Fast casual dining has become one of the most popular options for diners over the last several years.
Two leading fast casual restaurant chains are Mediterranean-inspired CAVA Group (CAVA 0.46%) and burrito specialist Chipotle Mexican Grill (CMG -2.45%).
So far in 2024, Cava stock is up 98% while shares of Chipotle have gained 25% -- each handily topping the S&P 500.
Let's dive into the business results of Cava and Chipotle and assess which stock might be the better buy for long-term investors.
Analyzing Cava
When it comes to analyzing restaurant businesses, metrics such as new store openings and same-store sales can be useful.
During Cava's first fiscal quarter of 2024 (ended April 21), the company opened 14 net new restaurants. This represented 23% growth year over year, and brought Cava's total restaurant count to 323.
The company's revenue soared 30% year over year during the fist quarter to $256.3 million, while same-store sales rose by 2.3%.
Despite a macroeconomic environment battling stubborn inflation, Cava has also showcased a commitment to strong unit economics. For the period ended April 21, Cava reported net income of $14 million compared to a loss of $2.1 million last year.
Moreover, the company's adjusted earnings before interest, taxes, depreciation, and amortization (EBITDA) essentially doubled year over year during the fist quarter, while free cash flow swung to positive $4.7 million compares to cash burn of $13.4 million last year.
All things considered, Cava's financial profile is quite impressive. However, with the stock surging 98% so far in 2024, investors need to assess the company's valuation.
As seen in the chart above, Cava's price-to-sales (P/S) multiple of 11.7 is considerably above Chipotle. In a way, this could make some sense. Chipotle is a much more mature business to that of Cava. However, the valuation disparity between the two restaurant stocks is hard to look over.

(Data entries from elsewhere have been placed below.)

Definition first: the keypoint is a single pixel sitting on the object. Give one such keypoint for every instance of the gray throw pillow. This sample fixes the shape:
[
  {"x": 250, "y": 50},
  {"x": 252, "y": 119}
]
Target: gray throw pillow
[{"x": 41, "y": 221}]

Let's dig into Chipotle's business and discern if Cava's premium valuation is deserved.
Analyzing Chipotle
For the quarter ended March 31, Chipotle reported revenue of $2.7 billion -- an increase of 14.1% year over year. While this level of revenue growth is only about half as much as Cava's during the first quarter, Chipotle is clearly a much larger business considering its revenue is more than tenfold compared to Cava.
Where Chipotle really sets itself apart from the competition is same-store sales and profit margins.
During the first quarter, Chipotle's comparable restaurant sales rose 7% -- more than triple that of Cava.
Moreover, the company's restaurant level operating margin was 27.5%. By comparison, Cava's restaurant level profit margin was 25.2%.
At the end of the first quarter, Chipotle boasted nearly 3,500 locations -- roughly ten times that of Cava. Additionally, the company's average restaurant sales of $3.1 million was notably higher than Cava's $2.6 million.
The bottom line
The trends explored above suggest that Chipotle has superior unit economics to that of Cava. It's a much bigger company and outperforms Cava in just about every important financial and operating metric.
My suspicion is that a lot of capital has poured into Cava stock with the underlying thesis that the company might be the next Chipotle. While this has some merit, it is going to take many years to determine if Cava will eventually reach the size and scale of Chipotle.
All the while, Chipotle isn't exacting giving investors reasons to think its own growth could begin decelerating or plateau. While money can be made owning both Cava and Chipotle stock, I see one clear winner here: Chipotle.
I think Chipotle represents a best in class brand among restaurant stocks, and the company's impressive financial profile and key performance indications suggest that the growth narrative should stay in tact for years to come.